Selecting the best Canadian Stocks for your portfolio is something that will be different for nearly every investor. Canadian stocks are blessed for having a good mix of income and growth-focused stocks that can cater to any portfolio.
Here’s a look at what I see as some of the best Canadian stocks for investors to buy and hold.
You need a bank in your portfolio
Canada’s big bank stocks are always a good option for a portfolio. Between the tasty dividend, reliable domestic market and a growth-focused international segment, there’s something for every investor.
The big bank to buy and hold in your TFSA, which is handily one of the best Canadian stocks to buy, is Bank of Nova Scotia (TSX:BNS).
Scotiabank isn’t the largest of the big banks, but it continues to grow and has been paying out a very handsome dividend for nearly two centuries. As of the time of writing, Scotiabank’s yield works out to an impressive 5.31%.
This means that investors with a $35,000 investment into the bank will earn an income just shy of $2,000. Prospective investors should keep in mind that those dividends can and should be reinvested until needed.
This allows any eventual income to continue growing over the longer term.
Apart from its juicy yield, Scotiabank can also become a source of growth. The bank, which is already known as Canada’s most international bank, is focusing on the U.S. market to fuel growth.
That focus includes a stake in U.S.-based KeyCorp, which was announced last year.
Put your income on autopilot
The market is filled with stellar defensive options that can provide a stable recurring source of income. Canadian Utilities (TSX:CU) is a prime example of that view.
Canadian Utilities operates a regulated business that generates a reliable revenue stream that leaves room for growth investment and a juicy dividend. This is because utility stocks are bound by very long-term, regulated contracts.
Speaking of income, Canadian Utilities offers investors a tasty quarterly dividend with a yield of 5.27%. Like Scotiabank, an investment of $35,000 in Canadian Utilities will also generate nearly $2,000 in income, but there’s an additional point to note.
Canadian Utilities is one of only two Dividend Kings in Canada. This means the company has provided annual upticks to its dividend for a whopping 50 consecutive years.
Specifically, Canadian Utilities’s dividend most recently hit an incredible 52 years of consecutive annual increases. That fact alone makes this one of the best Canadian stocks to own for the long term.
How about a growth pick?
Another fine option to consider is that is among the best Canadian stocks to own is Dollarama (TSX:DOL).

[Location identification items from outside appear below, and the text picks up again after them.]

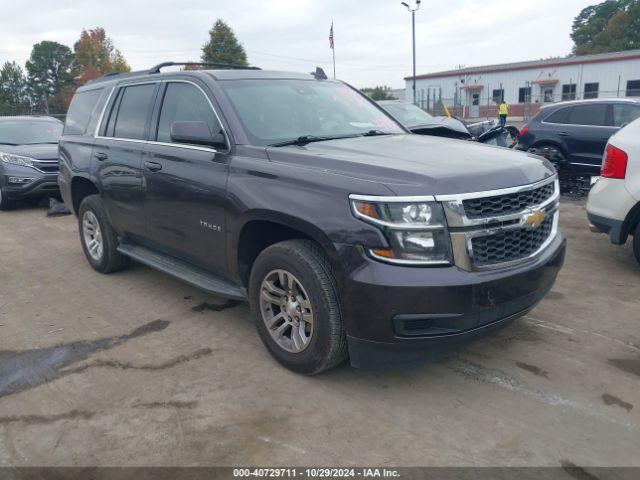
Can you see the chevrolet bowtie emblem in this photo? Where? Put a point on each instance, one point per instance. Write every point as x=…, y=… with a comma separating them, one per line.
x=534, y=220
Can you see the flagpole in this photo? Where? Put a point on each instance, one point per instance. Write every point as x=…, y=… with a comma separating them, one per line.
x=334, y=62
x=333, y=50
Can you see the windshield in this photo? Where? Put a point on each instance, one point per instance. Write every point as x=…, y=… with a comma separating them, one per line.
x=408, y=114
x=274, y=111
x=28, y=132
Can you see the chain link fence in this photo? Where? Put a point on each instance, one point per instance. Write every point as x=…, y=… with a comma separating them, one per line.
x=481, y=106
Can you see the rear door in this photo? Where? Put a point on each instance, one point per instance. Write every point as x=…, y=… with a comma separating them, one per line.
x=117, y=155
x=185, y=184
x=587, y=133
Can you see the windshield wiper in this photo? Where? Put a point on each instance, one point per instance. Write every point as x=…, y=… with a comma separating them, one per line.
x=375, y=133
x=304, y=139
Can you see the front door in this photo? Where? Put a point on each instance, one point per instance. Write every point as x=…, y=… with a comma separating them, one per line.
x=117, y=156
x=185, y=185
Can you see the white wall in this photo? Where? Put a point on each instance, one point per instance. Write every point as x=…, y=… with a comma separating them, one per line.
x=604, y=73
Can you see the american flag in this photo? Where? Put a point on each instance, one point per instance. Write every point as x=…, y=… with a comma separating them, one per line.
x=331, y=37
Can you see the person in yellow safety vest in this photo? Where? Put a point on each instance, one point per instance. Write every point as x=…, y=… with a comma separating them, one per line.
x=503, y=113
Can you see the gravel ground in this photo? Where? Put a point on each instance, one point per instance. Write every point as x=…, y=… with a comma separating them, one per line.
x=136, y=368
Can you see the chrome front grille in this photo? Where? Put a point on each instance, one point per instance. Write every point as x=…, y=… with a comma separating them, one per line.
x=506, y=204
x=502, y=227
x=510, y=245
x=46, y=166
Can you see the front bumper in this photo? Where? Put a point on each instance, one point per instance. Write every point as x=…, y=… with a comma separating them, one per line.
x=398, y=315
x=39, y=185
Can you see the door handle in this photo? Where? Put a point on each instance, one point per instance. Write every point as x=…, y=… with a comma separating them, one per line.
x=152, y=166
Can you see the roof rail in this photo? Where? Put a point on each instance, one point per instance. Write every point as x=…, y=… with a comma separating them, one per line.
x=225, y=66
x=319, y=74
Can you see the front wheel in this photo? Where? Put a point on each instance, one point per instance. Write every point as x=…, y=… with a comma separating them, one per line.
x=98, y=239
x=295, y=305
x=5, y=203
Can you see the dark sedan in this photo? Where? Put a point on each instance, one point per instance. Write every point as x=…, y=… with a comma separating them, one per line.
x=28, y=158
x=573, y=135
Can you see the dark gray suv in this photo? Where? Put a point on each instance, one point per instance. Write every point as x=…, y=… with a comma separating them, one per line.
x=348, y=236
x=28, y=158
x=573, y=135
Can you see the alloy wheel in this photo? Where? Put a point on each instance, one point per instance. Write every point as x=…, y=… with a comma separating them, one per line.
x=92, y=235
x=286, y=311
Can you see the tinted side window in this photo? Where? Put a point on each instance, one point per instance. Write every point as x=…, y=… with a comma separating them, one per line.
x=624, y=114
x=595, y=114
x=80, y=110
x=561, y=116
x=184, y=102
x=131, y=117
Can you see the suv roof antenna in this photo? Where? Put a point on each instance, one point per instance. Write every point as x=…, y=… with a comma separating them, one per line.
x=226, y=66
x=319, y=74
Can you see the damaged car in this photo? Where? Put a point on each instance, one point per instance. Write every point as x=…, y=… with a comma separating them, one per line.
x=422, y=123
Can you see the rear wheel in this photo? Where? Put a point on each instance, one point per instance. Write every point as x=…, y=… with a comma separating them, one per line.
x=98, y=239
x=296, y=308
x=636, y=243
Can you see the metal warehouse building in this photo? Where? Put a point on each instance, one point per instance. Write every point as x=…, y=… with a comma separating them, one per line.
x=474, y=92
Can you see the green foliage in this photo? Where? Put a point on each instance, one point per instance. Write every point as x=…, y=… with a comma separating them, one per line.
x=610, y=26
x=96, y=55
x=14, y=90
x=50, y=70
x=223, y=46
x=379, y=93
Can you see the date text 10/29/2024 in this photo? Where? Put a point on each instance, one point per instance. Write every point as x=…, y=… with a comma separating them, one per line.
x=315, y=473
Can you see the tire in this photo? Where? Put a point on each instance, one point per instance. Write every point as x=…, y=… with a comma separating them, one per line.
x=302, y=268
x=5, y=203
x=636, y=243
x=102, y=255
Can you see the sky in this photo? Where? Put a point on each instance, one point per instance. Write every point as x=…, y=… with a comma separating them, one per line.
x=372, y=37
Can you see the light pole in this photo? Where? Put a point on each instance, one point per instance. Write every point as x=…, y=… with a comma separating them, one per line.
x=413, y=31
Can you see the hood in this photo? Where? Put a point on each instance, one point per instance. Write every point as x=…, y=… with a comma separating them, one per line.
x=41, y=151
x=419, y=165
x=441, y=126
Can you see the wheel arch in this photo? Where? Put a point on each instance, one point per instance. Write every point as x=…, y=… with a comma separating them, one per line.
x=631, y=221
x=81, y=187
x=261, y=229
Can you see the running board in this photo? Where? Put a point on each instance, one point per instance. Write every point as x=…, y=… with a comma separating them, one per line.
x=183, y=271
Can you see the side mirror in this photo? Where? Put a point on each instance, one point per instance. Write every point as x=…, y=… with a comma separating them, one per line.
x=196, y=133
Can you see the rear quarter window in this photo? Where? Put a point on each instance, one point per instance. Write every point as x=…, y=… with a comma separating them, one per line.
x=591, y=115
x=130, y=111
x=81, y=110
x=560, y=116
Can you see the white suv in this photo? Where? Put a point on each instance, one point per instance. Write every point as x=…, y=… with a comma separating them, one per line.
x=614, y=202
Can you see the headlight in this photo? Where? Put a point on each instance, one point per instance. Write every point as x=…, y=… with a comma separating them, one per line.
x=16, y=160
x=416, y=230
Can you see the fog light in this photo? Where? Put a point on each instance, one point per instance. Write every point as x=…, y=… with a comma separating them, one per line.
x=20, y=180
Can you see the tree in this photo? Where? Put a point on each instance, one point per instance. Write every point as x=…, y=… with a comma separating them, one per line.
x=14, y=90
x=50, y=69
x=96, y=55
x=223, y=46
x=610, y=26
x=379, y=93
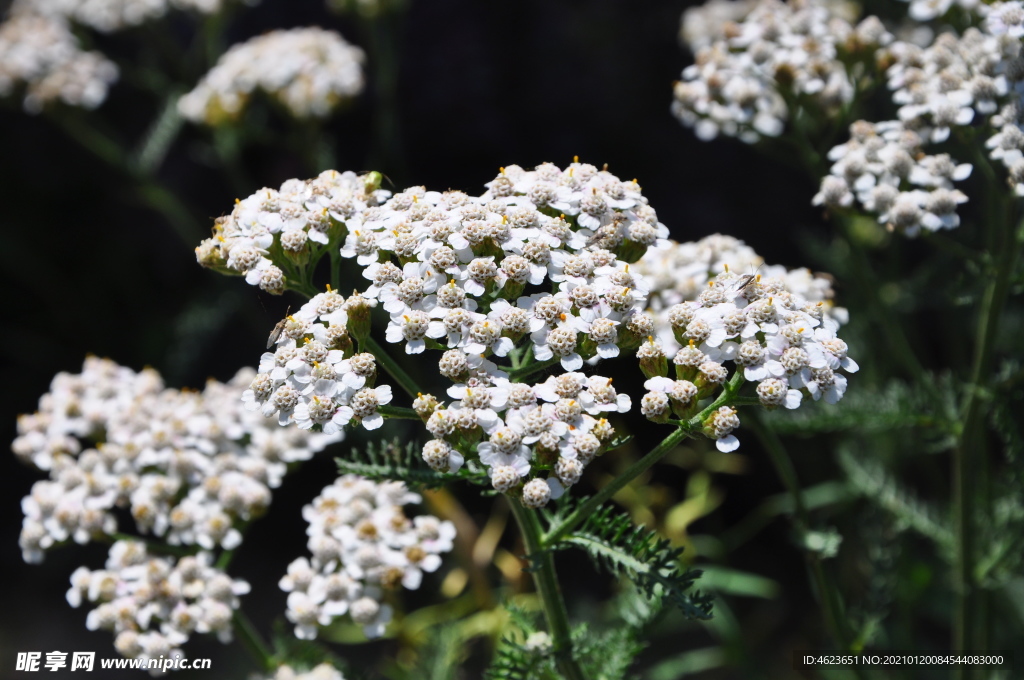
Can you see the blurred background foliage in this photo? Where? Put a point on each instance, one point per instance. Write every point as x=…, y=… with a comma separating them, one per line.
x=456, y=88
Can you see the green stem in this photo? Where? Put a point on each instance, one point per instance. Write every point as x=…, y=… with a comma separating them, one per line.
x=827, y=593
x=970, y=456
x=587, y=508
x=546, y=582
x=252, y=640
x=395, y=371
x=397, y=412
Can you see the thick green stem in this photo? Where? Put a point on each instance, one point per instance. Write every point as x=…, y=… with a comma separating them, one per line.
x=632, y=472
x=252, y=640
x=547, y=587
x=828, y=596
x=395, y=371
x=970, y=456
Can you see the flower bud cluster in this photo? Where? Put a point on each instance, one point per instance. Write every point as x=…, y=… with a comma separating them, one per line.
x=187, y=466
x=884, y=169
x=744, y=81
x=679, y=272
x=271, y=232
x=154, y=604
x=461, y=271
x=42, y=52
x=309, y=71
x=313, y=378
x=363, y=544
x=952, y=80
x=535, y=440
x=779, y=340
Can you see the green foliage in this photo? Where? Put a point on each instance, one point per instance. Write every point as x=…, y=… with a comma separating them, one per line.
x=871, y=479
x=385, y=461
x=641, y=555
x=604, y=654
x=866, y=410
x=300, y=653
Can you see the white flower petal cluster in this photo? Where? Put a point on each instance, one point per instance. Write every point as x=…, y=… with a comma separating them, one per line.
x=42, y=52
x=884, y=170
x=536, y=438
x=363, y=544
x=926, y=10
x=782, y=342
x=742, y=81
x=309, y=71
x=312, y=378
x=322, y=672
x=293, y=219
x=154, y=604
x=186, y=465
x=950, y=82
x=680, y=271
x=111, y=15
x=542, y=254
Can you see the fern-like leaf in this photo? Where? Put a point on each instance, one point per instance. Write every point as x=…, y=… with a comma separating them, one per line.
x=650, y=561
x=870, y=478
x=392, y=461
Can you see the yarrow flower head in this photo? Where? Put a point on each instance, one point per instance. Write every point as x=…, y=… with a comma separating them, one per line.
x=765, y=54
x=291, y=220
x=363, y=544
x=309, y=71
x=42, y=52
x=777, y=332
x=313, y=378
x=154, y=604
x=188, y=466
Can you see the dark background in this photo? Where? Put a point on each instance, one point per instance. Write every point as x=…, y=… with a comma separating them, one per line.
x=88, y=267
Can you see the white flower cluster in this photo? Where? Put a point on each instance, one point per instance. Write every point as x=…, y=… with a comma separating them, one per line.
x=41, y=52
x=519, y=430
x=110, y=15
x=926, y=10
x=363, y=544
x=780, y=340
x=744, y=82
x=951, y=81
x=309, y=71
x=291, y=220
x=322, y=672
x=187, y=465
x=458, y=273
x=885, y=170
x=680, y=271
x=154, y=604
x=312, y=378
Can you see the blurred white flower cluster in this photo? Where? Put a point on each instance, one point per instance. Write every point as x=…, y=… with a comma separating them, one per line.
x=154, y=604
x=776, y=327
x=188, y=466
x=756, y=60
x=322, y=672
x=363, y=544
x=312, y=378
x=110, y=15
x=884, y=167
x=291, y=221
x=309, y=71
x=41, y=52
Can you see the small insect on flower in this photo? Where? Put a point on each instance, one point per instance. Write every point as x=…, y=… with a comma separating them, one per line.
x=275, y=333
x=747, y=280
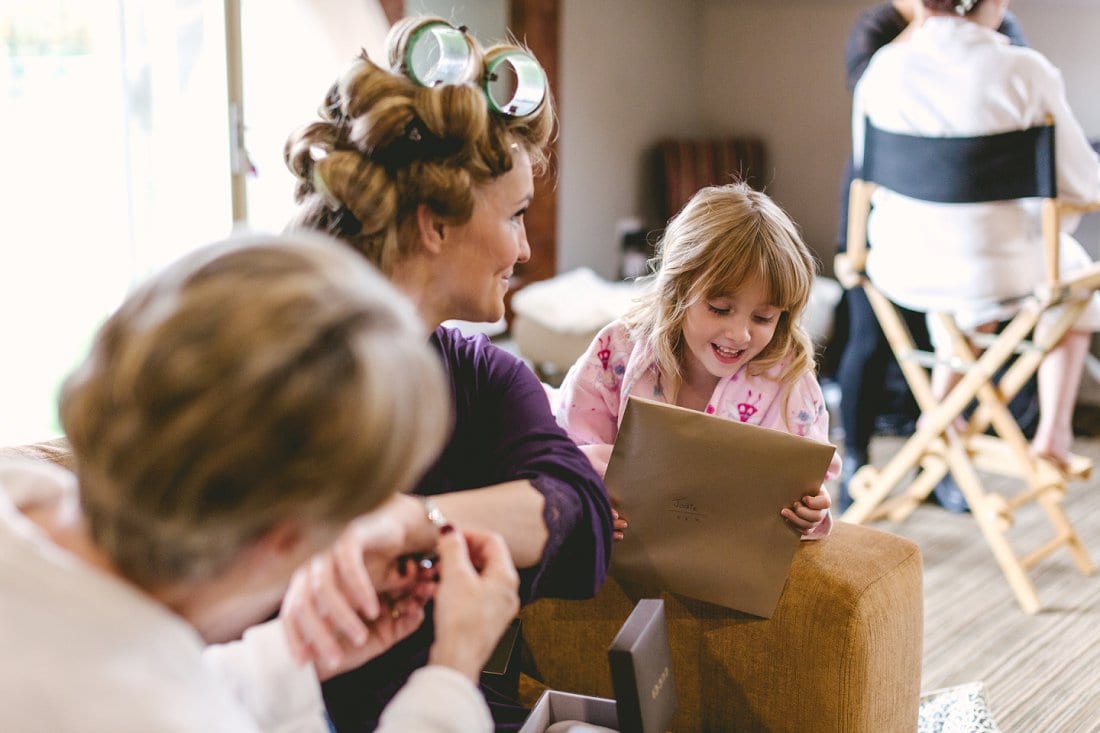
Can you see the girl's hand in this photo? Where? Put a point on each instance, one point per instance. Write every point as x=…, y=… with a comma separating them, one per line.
x=476, y=599
x=807, y=513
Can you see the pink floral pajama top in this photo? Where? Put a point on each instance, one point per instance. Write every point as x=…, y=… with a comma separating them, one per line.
x=594, y=394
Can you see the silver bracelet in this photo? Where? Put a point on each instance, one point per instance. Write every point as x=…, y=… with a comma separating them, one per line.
x=435, y=514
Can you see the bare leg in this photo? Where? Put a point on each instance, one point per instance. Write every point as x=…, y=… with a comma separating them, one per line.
x=1059, y=376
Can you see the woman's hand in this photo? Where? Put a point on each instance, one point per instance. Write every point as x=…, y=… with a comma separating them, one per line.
x=332, y=612
x=806, y=514
x=475, y=600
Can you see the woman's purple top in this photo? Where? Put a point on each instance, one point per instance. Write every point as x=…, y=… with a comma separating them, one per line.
x=503, y=431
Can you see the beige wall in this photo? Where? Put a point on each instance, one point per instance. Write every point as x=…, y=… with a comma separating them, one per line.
x=767, y=67
x=628, y=76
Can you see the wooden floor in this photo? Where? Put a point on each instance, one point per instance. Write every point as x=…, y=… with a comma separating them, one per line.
x=1041, y=673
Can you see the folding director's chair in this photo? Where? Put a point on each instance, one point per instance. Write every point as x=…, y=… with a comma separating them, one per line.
x=1003, y=166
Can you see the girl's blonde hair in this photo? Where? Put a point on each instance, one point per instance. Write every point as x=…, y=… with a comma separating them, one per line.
x=385, y=144
x=724, y=238
x=251, y=383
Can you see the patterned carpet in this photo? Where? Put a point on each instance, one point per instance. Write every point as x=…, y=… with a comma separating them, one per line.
x=1041, y=673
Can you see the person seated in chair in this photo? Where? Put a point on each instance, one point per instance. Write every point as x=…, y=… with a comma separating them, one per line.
x=957, y=77
x=873, y=395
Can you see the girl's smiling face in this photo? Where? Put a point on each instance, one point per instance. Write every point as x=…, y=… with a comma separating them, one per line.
x=723, y=334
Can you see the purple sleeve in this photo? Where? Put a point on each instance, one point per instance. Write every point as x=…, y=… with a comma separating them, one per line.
x=504, y=431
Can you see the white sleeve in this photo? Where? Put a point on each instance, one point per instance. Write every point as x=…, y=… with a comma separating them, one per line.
x=1077, y=167
x=259, y=670
x=437, y=699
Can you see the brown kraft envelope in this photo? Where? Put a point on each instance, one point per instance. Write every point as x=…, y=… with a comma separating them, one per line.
x=702, y=496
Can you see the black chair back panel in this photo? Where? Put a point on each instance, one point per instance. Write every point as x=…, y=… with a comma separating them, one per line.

Dollarama is the largest dollar-store operator in Canada, with over 1,300 locations and stores in every province. Few investors may realize this, but Dollarama also operates a growing business in several Latin American countries under the Dollar City name.
Dollarama’s appeal stems from its unique fixed price-point system that provides an added sense of value to shoppers. Another key point is the market itself. Dollar stores like Dollarama typically thrive during downturn periods, as shoppers trade down to more frugal stores.
That potential is evident in Dollarama’s growth. As of the time of writing, the stock is up 45% over the trailing 12-month period and a whopping 205% in the past five years.
This makes Dollarama a unique growth option to consider and one of the best Canadian stocks to buy right now.
The best Canadian stocks are here to purchase
The stocks mentioned above all boast solid defensive appeal, growth prospects and a healthy dividend. Not only does this make them great options to consider, but they’re also some of the best Canadian stocks on the market.
In my opinion, one or all of these stocks should be core holdings in any well-diversified portfolio.